The question isn’t whether he was rude or not, but whether you are rude in informing him of it. You are. I have no idea why you think “being an adult” and “being upfront” are incompatible with being rude. “Upfront” is often rude. Adults are often rude. Now, you may think his rudeness (offensiveness, boorishness) excuses yours, but that is of course a matter of opinion.

Anyone asking if I mind them destroying my property would of course be informed that, yes, as a matter of fact, I do mind. Anyone burping in my face or picking their nose would find that I would avoid going out with them again. That’s my perogative, and it doesn’t carry with it any requirement that I inform them of their transgressions or assist them in fixing them.

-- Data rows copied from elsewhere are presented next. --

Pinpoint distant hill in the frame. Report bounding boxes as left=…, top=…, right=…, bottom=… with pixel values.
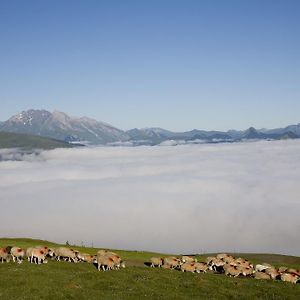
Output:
left=0, top=109, right=128, bottom=144
left=0, top=109, right=300, bottom=146
left=0, top=132, right=74, bottom=149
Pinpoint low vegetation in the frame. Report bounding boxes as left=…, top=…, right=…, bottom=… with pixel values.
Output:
left=0, top=239, right=300, bottom=299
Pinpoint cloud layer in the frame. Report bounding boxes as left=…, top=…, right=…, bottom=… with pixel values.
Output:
left=0, top=141, right=300, bottom=255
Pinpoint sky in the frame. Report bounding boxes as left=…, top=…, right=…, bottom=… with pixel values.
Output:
left=0, top=0, right=300, bottom=131
left=0, top=140, right=300, bottom=255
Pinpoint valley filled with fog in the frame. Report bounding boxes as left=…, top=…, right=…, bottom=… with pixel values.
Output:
left=0, top=140, right=300, bottom=255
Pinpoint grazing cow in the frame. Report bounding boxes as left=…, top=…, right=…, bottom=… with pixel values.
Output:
left=254, top=271, right=271, bottom=280
left=54, top=247, right=79, bottom=263
left=10, top=247, right=25, bottom=264
left=265, top=268, right=280, bottom=280
left=164, top=256, right=182, bottom=269
left=285, top=268, right=300, bottom=276
left=278, top=267, right=288, bottom=273
left=240, top=267, right=255, bottom=276
left=94, top=254, right=115, bottom=271
left=0, top=247, right=11, bottom=263
left=181, top=262, right=196, bottom=273
left=255, top=264, right=272, bottom=272
left=194, top=262, right=208, bottom=273
left=223, top=265, right=243, bottom=277
left=209, top=258, right=226, bottom=273
left=281, top=273, right=299, bottom=284
left=150, top=257, right=164, bottom=268
left=79, top=253, right=95, bottom=263
left=181, top=255, right=197, bottom=263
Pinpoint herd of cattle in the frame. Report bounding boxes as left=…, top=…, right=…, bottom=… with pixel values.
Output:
left=0, top=246, right=300, bottom=283
left=0, top=246, right=125, bottom=271
left=151, top=253, right=300, bottom=283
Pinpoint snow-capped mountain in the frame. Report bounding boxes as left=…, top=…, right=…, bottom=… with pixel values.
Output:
left=0, top=109, right=129, bottom=144
left=0, top=109, right=300, bottom=145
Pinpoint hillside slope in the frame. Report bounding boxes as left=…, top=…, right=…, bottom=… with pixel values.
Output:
left=0, top=239, right=300, bottom=299
left=0, top=132, right=73, bottom=149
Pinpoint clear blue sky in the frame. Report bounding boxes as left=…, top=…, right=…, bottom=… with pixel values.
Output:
left=0, top=0, right=300, bottom=130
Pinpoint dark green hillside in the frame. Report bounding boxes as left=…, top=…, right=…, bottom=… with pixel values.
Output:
left=0, top=239, right=300, bottom=300
left=0, top=132, right=73, bottom=149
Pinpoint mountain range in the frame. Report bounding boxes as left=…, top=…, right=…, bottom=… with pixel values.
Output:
left=0, top=109, right=300, bottom=145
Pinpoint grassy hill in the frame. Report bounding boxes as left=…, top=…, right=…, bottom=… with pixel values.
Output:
left=0, top=239, right=300, bottom=299
left=0, top=132, right=73, bottom=149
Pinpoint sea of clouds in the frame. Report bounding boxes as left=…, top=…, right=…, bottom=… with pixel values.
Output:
left=0, top=141, right=300, bottom=255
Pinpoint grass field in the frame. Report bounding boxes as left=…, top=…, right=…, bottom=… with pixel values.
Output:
left=0, top=239, right=300, bottom=299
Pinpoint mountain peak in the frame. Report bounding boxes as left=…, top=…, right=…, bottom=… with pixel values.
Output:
left=0, top=109, right=128, bottom=144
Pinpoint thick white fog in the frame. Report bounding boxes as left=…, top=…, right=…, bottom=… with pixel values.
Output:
left=0, top=141, right=300, bottom=255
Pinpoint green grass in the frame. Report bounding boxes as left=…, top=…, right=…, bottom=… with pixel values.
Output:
left=0, top=132, right=73, bottom=149
left=0, top=239, right=300, bottom=300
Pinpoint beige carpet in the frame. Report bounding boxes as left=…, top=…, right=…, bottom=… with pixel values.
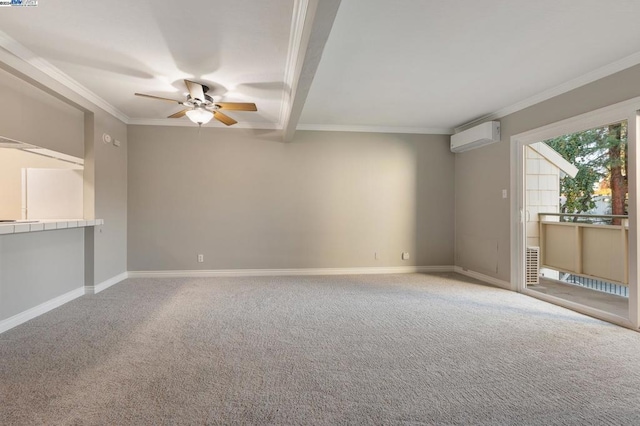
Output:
left=0, top=274, right=640, bottom=425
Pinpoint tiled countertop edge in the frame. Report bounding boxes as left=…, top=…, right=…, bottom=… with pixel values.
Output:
left=0, top=219, right=104, bottom=235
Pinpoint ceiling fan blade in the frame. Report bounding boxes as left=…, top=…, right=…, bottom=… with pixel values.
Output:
left=167, top=108, right=191, bottom=118
left=134, top=93, right=182, bottom=104
left=213, top=111, right=237, bottom=126
left=216, top=102, right=258, bottom=111
left=184, top=80, right=205, bottom=102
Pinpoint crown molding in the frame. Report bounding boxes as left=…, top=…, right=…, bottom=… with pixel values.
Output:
left=454, top=52, right=640, bottom=133
left=296, top=124, right=454, bottom=135
left=127, top=118, right=282, bottom=130
left=0, top=31, right=129, bottom=123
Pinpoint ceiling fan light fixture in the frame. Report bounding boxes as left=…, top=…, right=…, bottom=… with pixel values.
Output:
left=187, top=108, right=213, bottom=126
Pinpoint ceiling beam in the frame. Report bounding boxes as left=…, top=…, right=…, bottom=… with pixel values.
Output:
left=281, top=0, right=341, bottom=142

Even if I agree with you that you have the right to tell the transgressor exactly what you think – which, incidentally, I do, you can be as rude as you want – that doesn’t mean I have an obligation to tell the transgressor exactly what I think, when I would rather not. IOW, that is a conversation you apparently would be delighted to have, having no concern for the feelings of the other guy who apparently “deserves” it, whereas that is a conversation that I would be delighted to avoid, since I intensely dislike making other people feel bad.

The only difference is that you would excuse your own behavior as not being rude, while I would not. But then, rude may not be a strong enough descriptor.

Congratulations on having no hope and faith in your fellow human beings. This will assure you that you’re never going to have a decent relationship because you will run away at the first sign of something that bothers you.

Look, I’ve dealt with people who didn’t wear anti-perspirant and didn’t realize that they stank. I’ve dealt with people who didn’t shower or change their clothing on a regular basis. I’ve dealt with people who have no indoor voice. I’ve dealt with a lot of personal issues in other people.

The bottom line is that there are quite a lot of people who do things because they honestly have no idea how they impact on the people around them or that these things are causing problems in their relationships with others.

Why? Because fearful selfish people like you refuse to say anything and instead, pull the passive-aggressive run-away routine. So they’re left in pain, wondering why people avoid them and why people never have the courage to tell them what is wrong with them.

Many of them are grateful when someone finally comes to them and says, with compassion, sympathy and discretion, that such-and-such is a problem and that they need to take care of it.

This is what FRIENDS do. It’s called caring for your fellow human beings, not just being a selfish jerk who only thinks about other people in terms of their own self and abandons them the minute there is any sort of unpleasantry.

Seriously people, this is the key to it all.